I have a really quick question. I was doing some Group theory exercises, for this particular question I couldn't understand the proof:

"Since $Hg^{-1}_1=Hg^{-1}_2$ there is an $h \in H$ with $g^{-1}_1=hg^{-1}_2$ and $g_2=g_1h$."

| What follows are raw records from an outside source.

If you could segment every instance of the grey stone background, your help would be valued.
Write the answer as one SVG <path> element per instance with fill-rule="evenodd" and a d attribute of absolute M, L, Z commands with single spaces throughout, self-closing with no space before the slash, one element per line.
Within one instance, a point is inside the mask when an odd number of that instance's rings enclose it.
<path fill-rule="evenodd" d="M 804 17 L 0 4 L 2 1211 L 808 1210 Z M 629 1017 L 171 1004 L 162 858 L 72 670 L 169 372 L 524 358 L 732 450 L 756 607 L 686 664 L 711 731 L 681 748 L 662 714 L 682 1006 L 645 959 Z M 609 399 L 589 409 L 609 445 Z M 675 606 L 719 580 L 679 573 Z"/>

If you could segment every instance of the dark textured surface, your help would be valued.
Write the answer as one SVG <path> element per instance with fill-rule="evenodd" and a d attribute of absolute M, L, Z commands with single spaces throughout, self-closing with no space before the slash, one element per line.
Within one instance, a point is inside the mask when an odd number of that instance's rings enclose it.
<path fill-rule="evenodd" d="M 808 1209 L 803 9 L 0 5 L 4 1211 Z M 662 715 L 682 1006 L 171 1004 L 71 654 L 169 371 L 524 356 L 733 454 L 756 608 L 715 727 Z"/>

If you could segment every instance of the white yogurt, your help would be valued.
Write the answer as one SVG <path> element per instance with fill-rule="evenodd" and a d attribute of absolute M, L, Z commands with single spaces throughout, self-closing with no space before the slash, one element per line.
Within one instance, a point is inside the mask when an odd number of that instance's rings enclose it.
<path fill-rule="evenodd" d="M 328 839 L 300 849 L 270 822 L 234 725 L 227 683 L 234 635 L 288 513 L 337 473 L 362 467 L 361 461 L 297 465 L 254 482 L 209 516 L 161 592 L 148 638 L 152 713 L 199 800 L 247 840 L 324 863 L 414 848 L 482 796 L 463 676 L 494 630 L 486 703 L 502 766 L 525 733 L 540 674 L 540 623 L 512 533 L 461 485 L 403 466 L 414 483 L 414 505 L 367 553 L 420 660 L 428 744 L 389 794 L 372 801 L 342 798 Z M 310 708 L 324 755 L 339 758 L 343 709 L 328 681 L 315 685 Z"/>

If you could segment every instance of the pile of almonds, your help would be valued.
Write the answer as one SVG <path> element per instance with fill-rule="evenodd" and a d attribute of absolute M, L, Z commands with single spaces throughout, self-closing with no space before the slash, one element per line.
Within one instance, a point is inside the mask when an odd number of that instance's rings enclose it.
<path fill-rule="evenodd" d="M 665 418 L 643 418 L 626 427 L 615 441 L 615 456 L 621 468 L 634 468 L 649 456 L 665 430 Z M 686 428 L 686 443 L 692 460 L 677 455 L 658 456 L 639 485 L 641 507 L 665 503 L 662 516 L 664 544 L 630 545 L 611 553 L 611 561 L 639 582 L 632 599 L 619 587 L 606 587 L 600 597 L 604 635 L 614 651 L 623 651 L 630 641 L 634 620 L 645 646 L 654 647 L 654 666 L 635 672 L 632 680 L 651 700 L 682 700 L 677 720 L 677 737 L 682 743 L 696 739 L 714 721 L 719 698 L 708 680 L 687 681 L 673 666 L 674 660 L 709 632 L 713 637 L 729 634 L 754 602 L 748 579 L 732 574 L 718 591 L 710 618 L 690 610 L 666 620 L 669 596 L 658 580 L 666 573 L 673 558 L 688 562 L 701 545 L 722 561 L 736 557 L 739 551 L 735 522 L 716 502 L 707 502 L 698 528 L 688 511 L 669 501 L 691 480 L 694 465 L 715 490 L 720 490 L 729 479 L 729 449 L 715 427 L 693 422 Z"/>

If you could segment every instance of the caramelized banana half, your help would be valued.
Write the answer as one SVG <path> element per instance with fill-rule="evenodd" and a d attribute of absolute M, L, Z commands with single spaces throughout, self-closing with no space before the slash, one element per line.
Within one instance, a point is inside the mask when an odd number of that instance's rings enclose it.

How do I know that? I couldn't understand the equality and how $g_2=g_1h$. Thanks a lot in advance!

Answer 1

If

$Hg_1^{-1} = Hg_2^{-1}, \tag 1$

we choose

$e \in H, \tag 2$

where $e$ is the identity element of $G$; we know (2) binds since $H$ is a subgroup of $G$; then

$g_1^{-1} = eg_1^{-1} \in Hg_2^{-1} \tag 3$

by virtue of (1); thus

$\exists h \in H, \; g_1^{-1} = hg_2^{-1}; \tag 4$

this yields

$e = g_1g_1^{-1} = g_1hg_2^{-1}, \tag 5$

and this further yields

$g_2 = eg_2 = (g_1hg_2^{-1})g_2 = g_1h(g_2^{-1}g_2) = g_1he = g_1h, \tag 6$

the desired relation 'twixt $g_1$, $g_2$, and $h$.

Answer 2

$g_1^{-1}$ belongs to $Hg_1^{-1}$ since it is expressible as $eg_1^{-1}$ (as $e \in H$). But $Hg_1^{-1}=Hg_2^{-1}$ so $g_1^{-1}$ must be expressible as $g_1^{-1}=hg_2^{-1}$ for some $h \in H$. Solve for $g_2$ (right multiply by $g_2$, left multiply by $g_1$) to get $g_2=g_1h$, as claimed.

Answer 3

Let $X^{-1} = \{ x^{-1} : x \in X \}$. Then $$ Hg^{−1}_1 = Hg^{−1}_2 \implies (Hg^{−1}_1)^{−1} = (Hg^{−1}_2)^{−1} \implies g_1 H^{−1} = g_2 H^{−1} \implies g_1 H = g_2 H $$

Answer 4

Hint: if $k=h_1g_1^{-1}=h_2g_2^{-1}$ (so $k\in Hg_1^{-1}=Hg_2^{-1}$) then what form does $k^{-1}$ have?

Answer 5

Since $Hg^{-1}_1=Hg^{-1}_2$, there exist $h_1, h_2\in H$ such that $h_1g^{-1}_1=h_2g^{-1}_2$. Cancel $h_1$ to get $g^{-1}_1=(h_1^{-1}h_2)g^{-1}_2$ and note that $h:=h_1^{-1}h_2\in H$. Cancel $g^{-1}_1$ on the left and multiply by $g_2$ on the right. Then $g_2=g_1h$.